CENTROCAMPO – A causa dei problemi fisici di Marsili, Laterza conferma la mediana a ‘due’ composta da Bellocq e Civilleri. Il centrocampista argentino, rispetto alla buona prestazione contro il Potenza, ha trovato molta difficoltà sia in fase d’impostazione che in quella d’interdizione in cui ha fatto fatica a tenere a bada il dinamismo del centrocampo ‘biancoverde’. Il ‘centrocampo a due’ sembra invece ormai fatto su misura per Civilleri: il centrocampista ex Licata si è reso protagonista dell’ennesima ottima prestazione e si è meritatamente tolto la soddisfazione del goal che ha dato vita all’assedio finale del Taranto. Si può dire che, attualmente, Marco Civilleri rappresenti il cuore e il cervello di questa squadra.
ATTACCO – Complice l’assenza last minute di Saraniti e quella già prevista di Italeng, il Taranto si ritrova costretto a giocare ad Avellino senza una punta di ‘peso’ e Laterza decide di schierare dal primo minuto Santarpia. Il giovanissimo attaccante ‘rossoblù’, nonostante la grande mole di movimento e sacrificio, non riesce ad incidere e viene controllato senza troppi patemi dalla difesa campana.
De Maria, schierato a sorpresa nella formazione titolare, ha fornito alla squadra un ottimo contributo in fase difensiva ma in quella offensiva non è riuscito a dare quell’imprevedibilità e dinamicità necessarie per impensierire la difesa avversaria. Pacilli ha tanta volontà di far vedere le proprie qualità e di far bene ma al momento sembra soffrire ancora una condizione fisica precaria (si ricorda che il ragazzo ha iniziato in ritardo la preparazione stagionale, ndr). Giovinco si rende protagonista di un’altra buonissima prestazione: l’ex Renate conferma di essere pienamente a suo agio nella nuova posizione di trequartista ritagliata dal mister nel 4-2-3-1 e di avere un ottimo piede anche sui calci piazzati (dai suoi cross sono nati gli assist per la traversa di Granata e per il goal di Civilleri). I subentrati Ghisleni, Mastromonaco e Falcone, hanno fornito tanta corsa, buona volontà e sacrificio ma sono apparsi poco lucidi e in parte confusionari. Comunque i tre ragazzi (oltre a Labriola) hanno dato un buon contributo alla squadra nel forcing finale che ha messo alle corde l’Avellino.

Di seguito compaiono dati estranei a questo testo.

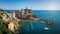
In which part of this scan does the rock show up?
[43,27,49,31]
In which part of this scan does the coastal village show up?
[0,8,54,34]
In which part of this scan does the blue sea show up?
[19,10,60,34]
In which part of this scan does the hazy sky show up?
[0,0,60,10]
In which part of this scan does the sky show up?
[0,0,60,10]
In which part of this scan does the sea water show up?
[19,10,60,34]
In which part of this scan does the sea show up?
[4,10,60,34]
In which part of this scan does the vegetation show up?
[0,10,12,34]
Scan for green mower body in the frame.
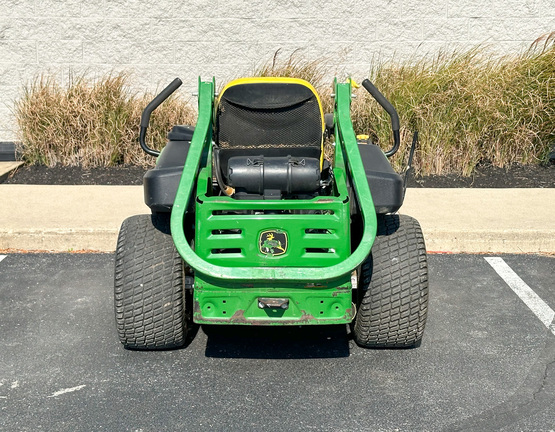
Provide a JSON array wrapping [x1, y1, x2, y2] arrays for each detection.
[[115, 78, 427, 349]]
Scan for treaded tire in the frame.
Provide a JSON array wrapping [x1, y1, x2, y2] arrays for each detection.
[[114, 215, 189, 350], [354, 215, 428, 348]]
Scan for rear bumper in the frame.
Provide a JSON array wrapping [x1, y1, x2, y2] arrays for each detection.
[[193, 284, 355, 325]]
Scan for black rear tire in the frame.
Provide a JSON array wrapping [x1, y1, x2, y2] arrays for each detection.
[[114, 214, 190, 350], [354, 215, 428, 348]]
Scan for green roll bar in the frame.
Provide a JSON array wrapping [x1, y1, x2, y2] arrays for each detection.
[[171, 79, 377, 285]]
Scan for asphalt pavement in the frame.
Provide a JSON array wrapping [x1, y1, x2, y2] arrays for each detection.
[[0, 253, 555, 431]]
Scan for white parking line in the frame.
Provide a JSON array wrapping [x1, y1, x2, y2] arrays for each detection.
[[484, 257, 555, 335]]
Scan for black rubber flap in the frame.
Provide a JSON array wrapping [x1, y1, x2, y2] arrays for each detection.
[[222, 83, 316, 109]]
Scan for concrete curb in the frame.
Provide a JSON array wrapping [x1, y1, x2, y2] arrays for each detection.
[[0, 184, 555, 253], [0, 161, 23, 183]]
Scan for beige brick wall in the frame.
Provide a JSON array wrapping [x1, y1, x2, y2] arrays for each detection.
[[0, 0, 555, 141]]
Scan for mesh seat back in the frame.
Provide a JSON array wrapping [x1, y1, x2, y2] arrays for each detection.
[[216, 78, 323, 173]]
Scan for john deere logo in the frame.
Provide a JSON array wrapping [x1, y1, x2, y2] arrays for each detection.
[[258, 230, 287, 256]]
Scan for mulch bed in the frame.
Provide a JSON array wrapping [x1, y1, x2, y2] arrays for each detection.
[[5, 164, 555, 188]]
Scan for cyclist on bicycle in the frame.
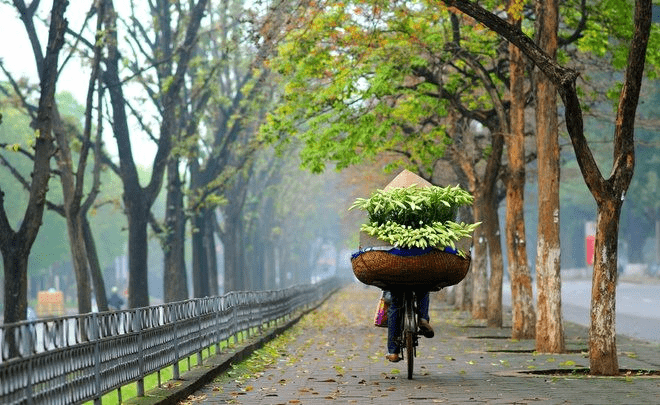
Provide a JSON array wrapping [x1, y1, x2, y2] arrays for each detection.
[[385, 291, 435, 363]]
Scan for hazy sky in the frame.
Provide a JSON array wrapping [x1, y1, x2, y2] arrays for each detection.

LATERZA – La perdita di Saraniti a pochi minuti dall’inizio del match ha sicuramente messo in grande difficoltà l’allenatore rossoblù che, in settimana, ha preparato la trasferta di Avellino, contando sulla sua presenza. Complice la contemporanea assenza di Italeng, Laterza ha schierato Santarpia al centro dell’attacco che, per caratteristiche fisiche e tecniche, è un calciatore completamente diverso dall’attaccante ex Palermo e ciò ha cambiato decisamente i piani del tecnico. Nonostante questa defezione il suo Taranto neopromosso gioca alla pari contro una squadra che ha ambizioni di promozione e che, per valore complessivo della rosa (dati di Tranfermarkt), vale circa 2.5 milioni in più rispetto alla compagine rossoblù.